74 The appellant's contention is not pitched at the level of legal unreasonableness. Nonetheless, he maintains that the Tribunal should be understood to have misconstrued paragraph 8.1 in the way that he alleges because, objectively, there is no other way that it might have formed the view that his offending was "very serious". That conclusion, he says, was not open in light of the nature of his offending and the sanctions that his guilty plea attracted.
75 Contrary to what the appellant submits, the Tribunal's conclusion that the appellant's offending was "very serious" was not a mere or automatic restatement of what is recorded in s 8.1.1(1) of Direction 90. It is to be recalled that the Tribunal reasoned as follows (references omitted):
The [appellant's] 'other conduct' encompasses past attempts to apportion blame on his victim. This includes during a 2017 police interview and in a Statutory Declaration dated 17 June 2020. He continued to advance the withdrawn consent narrative during a consultation with Mr Cummins in November 2021, and when cavilling about consent at the present hearing. The Tribunal is satisfied the [appellant] has provided false or misleading information to the Department about his offending.
76 A footnote attached to the reference to the appellant's "other conduct" referred broadly to paragraph 8.1.1 of Direction 90. The sentence noting that the appellant had "…provided false or misleading information...about his offending" concluded with a footnote that referred to paragraph 8.1.1(1)(f) of Direction 90. Immediately thereafter, the Tribunal recorded its conclusion that "…the totality of the [appellant]'s offending and other conduct is very serious."
77 It is clear that the Tribunal's assessment of the seriousness of the appellant's offending traversed beyond the fact recorded in paragraph 8.1.1(1)(a): namely, that the Australian Government and community regard sexual crimes as very serious.
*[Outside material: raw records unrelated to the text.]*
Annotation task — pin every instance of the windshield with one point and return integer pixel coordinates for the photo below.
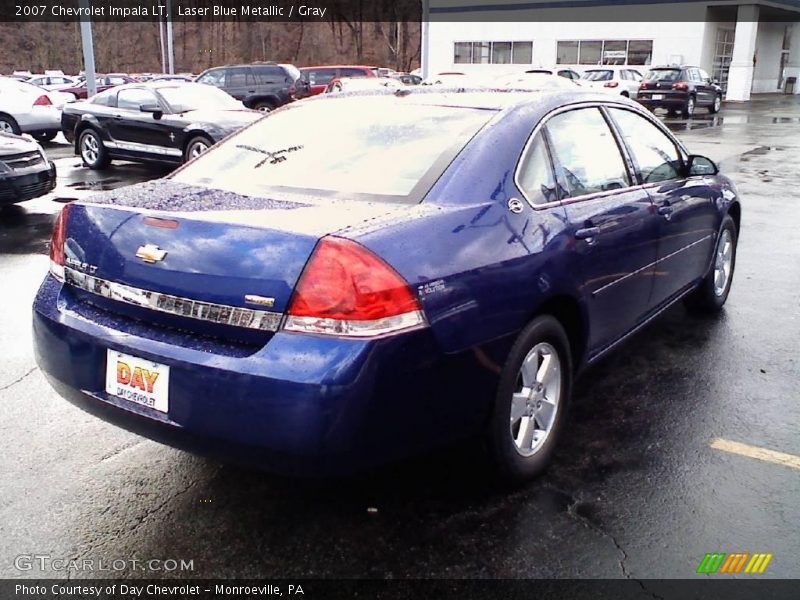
(366, 147)
(187, 97)
(663, 75)
(599, 75)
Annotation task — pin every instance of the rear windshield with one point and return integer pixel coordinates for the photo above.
(603, 75)
(368, 147)
(663, 75)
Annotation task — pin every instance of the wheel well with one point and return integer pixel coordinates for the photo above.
(194, 134)
(567, 311)
(735, 211)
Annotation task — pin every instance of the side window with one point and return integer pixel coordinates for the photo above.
(133, 98)
(352, 73)
(239, 77)
(656, 155)
(535, 175)
(215, 77)
(321, 76)
(586, 152)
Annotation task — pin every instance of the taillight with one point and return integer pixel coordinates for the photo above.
(347, 290)
(57, 244)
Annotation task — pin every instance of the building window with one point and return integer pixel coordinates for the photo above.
(501, 53)
(462, 53)
(589, 52)
(522, 53)
(604, 52)
(567, 53)
(640, 52)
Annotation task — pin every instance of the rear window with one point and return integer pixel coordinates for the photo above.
(369, 148)
(663, 75)
(603, 75)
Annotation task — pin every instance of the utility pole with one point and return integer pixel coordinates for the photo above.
(88, 49)
(170, 44)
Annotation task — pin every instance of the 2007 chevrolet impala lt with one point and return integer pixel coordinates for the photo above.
(355, 279)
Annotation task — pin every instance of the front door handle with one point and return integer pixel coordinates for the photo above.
(587, 233)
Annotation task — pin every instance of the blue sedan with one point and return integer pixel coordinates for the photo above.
(355, 279)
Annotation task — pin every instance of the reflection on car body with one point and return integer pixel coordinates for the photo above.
(438, 263)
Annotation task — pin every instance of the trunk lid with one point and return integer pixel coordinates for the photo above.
(198, 259)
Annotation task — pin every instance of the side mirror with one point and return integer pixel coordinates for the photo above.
(155, 109)
(700, 165)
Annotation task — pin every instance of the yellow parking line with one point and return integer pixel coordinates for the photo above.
(778, 458)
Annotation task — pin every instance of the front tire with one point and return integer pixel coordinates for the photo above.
(711, 294)
(532, 399)
(93, 152)
(196, 146)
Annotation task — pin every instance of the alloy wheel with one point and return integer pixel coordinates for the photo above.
(723, 262)
(90, 149)
(535, 404)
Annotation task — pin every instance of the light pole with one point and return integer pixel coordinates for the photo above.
(88, 49)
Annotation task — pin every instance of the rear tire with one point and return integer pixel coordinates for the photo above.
(46, 136)
(8, 124)
(688, 108)
(711, 294)
(264, 106)
(92, 151)
(531, 402)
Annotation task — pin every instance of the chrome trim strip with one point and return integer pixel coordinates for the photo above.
(223, 314)
(652, 264)
(150, 148)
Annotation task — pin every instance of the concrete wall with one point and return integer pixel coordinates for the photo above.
(768, 57)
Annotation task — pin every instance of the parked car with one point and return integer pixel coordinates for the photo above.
(261, 86)
(25, 171)
(352, 84)
(560, 71)
(536, 80)
(26, 108)
(410, 79)
(169, 122)
(359, 278)
(54, 82)
(613, 79)
(102, 82)
(318, 78)
(680, 89)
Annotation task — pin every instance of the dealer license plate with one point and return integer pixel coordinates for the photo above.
(138, 380)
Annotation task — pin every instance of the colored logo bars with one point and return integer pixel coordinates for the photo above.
(719, 562)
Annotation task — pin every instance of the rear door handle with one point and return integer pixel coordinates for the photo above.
(587, 233)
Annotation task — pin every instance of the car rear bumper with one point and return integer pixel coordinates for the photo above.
(16, 187)
(301, 405)
(39, 119)
(667, 101)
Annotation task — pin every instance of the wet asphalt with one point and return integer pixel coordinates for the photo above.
(636, 491)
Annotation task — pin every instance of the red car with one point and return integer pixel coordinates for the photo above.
(104, 82)
(318, 78)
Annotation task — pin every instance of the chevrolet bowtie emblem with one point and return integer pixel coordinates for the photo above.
(150, 253)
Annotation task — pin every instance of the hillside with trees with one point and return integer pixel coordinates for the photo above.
(134, 47)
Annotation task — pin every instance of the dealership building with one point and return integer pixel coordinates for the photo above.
(750, 48)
En route to its conclusion, the Tribunal took account of other matters, including some of which it was required to take account by paragraph 8.1.1(1) of Direction 90.
78 Moreover, it was open to the Tribunal to assess the appellant's offending as "very serious" notwithstanding that it attracted a sanction at the low end of what sexual assault might otherwise attract. The sanction meted out to the appellant was one of many considerations by which an assessment of the seriousness of his offending was properly open to be made. Others included the appellant's "past attempts to apportion blame on his victim" and the fact that he "provided false or misleading information…about his offending" (above, [47]), both of which spoke to the appellant's remorse for and insight into his conduct.
79 The Tribunal's assessment of the seriousness of the appellant's offending was made consistently with the requirements of paragraph 8.1 of Direction 90. The misconstruction or misapplication of which he complains did not occur and the learned primary judge did not err by concluding as much. The appellant's fourth ground of appeal must fail.